Comentario al Evangelio del 20 de marzo de 2026

Fecha

20 Mar 2026

Dependencia

Hoy día se habla mucho de la dependencia como un mal síntoma psicológico. Y podría ser si acaba con la libertad personal.  Se valora enormemente la independencia. Pero quizá se esté confundiendo independencia con libertad. La libertad de saberse consciente y alegremente dependiente de algo mayor que uno mismo, del propio Dios, es mucho más gloriosa que la independencia autosuficiente. Sobre todo, porque tal independencia es muy arriesgada. La primera lectura de hoy nos habla de los malvados tratando de tender una trampa al justo. El justo es quien tiene su referencia siempre en Dios, en la verdad y en la luz. El justo es el que sabe, como dice el Salmo, que el Señor no está lejos de sus fieles. El justo, en la fe cristiana, es el ungido, es decir el propio Cristo.
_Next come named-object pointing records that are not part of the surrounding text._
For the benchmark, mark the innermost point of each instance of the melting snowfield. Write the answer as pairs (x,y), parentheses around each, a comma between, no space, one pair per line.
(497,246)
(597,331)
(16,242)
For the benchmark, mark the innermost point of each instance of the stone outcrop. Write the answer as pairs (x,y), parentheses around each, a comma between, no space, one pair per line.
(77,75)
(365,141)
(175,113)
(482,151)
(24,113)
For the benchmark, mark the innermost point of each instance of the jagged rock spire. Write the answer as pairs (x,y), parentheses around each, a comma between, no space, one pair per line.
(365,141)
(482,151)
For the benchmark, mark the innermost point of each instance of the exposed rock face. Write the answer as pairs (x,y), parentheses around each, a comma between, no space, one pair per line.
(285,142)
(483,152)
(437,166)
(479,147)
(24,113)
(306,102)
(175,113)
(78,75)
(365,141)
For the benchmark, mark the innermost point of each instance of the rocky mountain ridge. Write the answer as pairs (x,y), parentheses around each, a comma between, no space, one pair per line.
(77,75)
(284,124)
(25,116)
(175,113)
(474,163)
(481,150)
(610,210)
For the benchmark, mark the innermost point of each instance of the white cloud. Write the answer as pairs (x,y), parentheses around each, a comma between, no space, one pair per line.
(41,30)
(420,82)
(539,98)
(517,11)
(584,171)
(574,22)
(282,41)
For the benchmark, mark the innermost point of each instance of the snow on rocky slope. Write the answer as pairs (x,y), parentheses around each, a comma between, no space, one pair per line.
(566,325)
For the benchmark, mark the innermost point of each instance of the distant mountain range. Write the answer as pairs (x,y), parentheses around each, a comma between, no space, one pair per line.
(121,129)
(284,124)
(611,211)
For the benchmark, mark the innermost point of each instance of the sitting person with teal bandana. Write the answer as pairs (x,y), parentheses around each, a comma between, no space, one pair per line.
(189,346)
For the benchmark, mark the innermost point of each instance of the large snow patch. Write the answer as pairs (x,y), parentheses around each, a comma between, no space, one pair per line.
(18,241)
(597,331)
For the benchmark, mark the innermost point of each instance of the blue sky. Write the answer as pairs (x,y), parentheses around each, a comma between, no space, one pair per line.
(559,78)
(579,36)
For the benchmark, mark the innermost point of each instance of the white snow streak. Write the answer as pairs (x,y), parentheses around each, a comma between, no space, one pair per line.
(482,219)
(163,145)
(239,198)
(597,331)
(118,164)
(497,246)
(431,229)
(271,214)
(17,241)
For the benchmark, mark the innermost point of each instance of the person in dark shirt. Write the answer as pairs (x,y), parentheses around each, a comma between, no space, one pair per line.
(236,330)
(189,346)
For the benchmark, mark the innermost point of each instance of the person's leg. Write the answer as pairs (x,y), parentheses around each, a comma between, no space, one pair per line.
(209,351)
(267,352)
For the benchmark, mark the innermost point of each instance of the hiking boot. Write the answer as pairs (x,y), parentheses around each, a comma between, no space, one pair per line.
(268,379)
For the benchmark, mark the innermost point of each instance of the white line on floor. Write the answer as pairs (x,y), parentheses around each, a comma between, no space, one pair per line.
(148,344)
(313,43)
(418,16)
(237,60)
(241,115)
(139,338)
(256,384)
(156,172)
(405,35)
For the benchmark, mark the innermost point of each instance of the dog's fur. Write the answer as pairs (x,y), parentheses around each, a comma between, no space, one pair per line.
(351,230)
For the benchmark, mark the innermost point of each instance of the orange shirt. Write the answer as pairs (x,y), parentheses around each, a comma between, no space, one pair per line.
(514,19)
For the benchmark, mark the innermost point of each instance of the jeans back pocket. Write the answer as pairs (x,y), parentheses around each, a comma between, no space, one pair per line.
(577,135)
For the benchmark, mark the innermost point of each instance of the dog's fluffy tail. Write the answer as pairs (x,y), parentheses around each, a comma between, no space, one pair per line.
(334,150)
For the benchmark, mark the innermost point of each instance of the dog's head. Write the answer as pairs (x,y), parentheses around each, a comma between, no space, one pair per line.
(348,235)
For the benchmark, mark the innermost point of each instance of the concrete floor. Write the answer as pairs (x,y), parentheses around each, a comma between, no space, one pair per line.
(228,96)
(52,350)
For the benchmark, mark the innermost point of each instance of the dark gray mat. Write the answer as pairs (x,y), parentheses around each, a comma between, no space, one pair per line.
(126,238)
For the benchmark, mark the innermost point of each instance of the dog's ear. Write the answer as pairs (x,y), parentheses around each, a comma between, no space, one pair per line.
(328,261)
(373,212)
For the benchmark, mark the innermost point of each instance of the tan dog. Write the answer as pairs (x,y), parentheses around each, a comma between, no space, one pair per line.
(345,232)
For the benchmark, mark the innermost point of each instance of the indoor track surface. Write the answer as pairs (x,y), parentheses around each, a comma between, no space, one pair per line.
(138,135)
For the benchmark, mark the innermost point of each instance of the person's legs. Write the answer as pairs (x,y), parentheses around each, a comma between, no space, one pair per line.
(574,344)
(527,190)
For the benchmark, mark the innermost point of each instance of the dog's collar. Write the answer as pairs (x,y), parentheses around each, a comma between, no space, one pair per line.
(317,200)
Jesús asegura que no hace las cosas por cuenta propia. Es decir que, como enviado, obra por el Padre. Y esto es lo que le protege del peligro inminente. El peligro, es decir, la traición, la Pasión y la muerte, no va a pasar. Pero será en el tiempo de Dios y no como trampa, sino como consciente aceptación. No como resignación a una voluntad oscura y algo cruel, sino como aceptación de la misión para la que es enviado. Los malvados no pueden tender ninguna trampa a quien es dependiente. Al independiente sí, porque se fía de su propia sabiduría y obras. Al independiente es muy fácil engañarle con adulación, promesas materiales, de poder, de gloria o de seguridad. El demonio—lo expresa C.S Lewis muy bien en Cartas del diablo a su sobrino—maneja esas armas muy eficazmente para llevarse al independiente a su terreno, a alejarse de Dios y a fiarse de sus propias fuerzas. Es decir, a caer en la soberbia, y cualquier otro pecado capital. El “mandao”, es decir, el que depende de Dios, no toma decisiones que no estén de acuerdo con la voluntad de quien lo envió; las toma libre y conscientemente, pero no son las suyas, sino las de Dios. No actúa por su propia cuenta.

Por supuesto que el depender de Dios no va a alejar el dolor ni el peligro, ni la pasión de nuestras vidas. No lo hizo por la del Maestro. Pero sabemos que será en su tiempo, en el momento preciso y necesario para nuestra propia redención y la salvación de otros. El mal no puede tendernos redes de confusión mientras dependemos de Dios.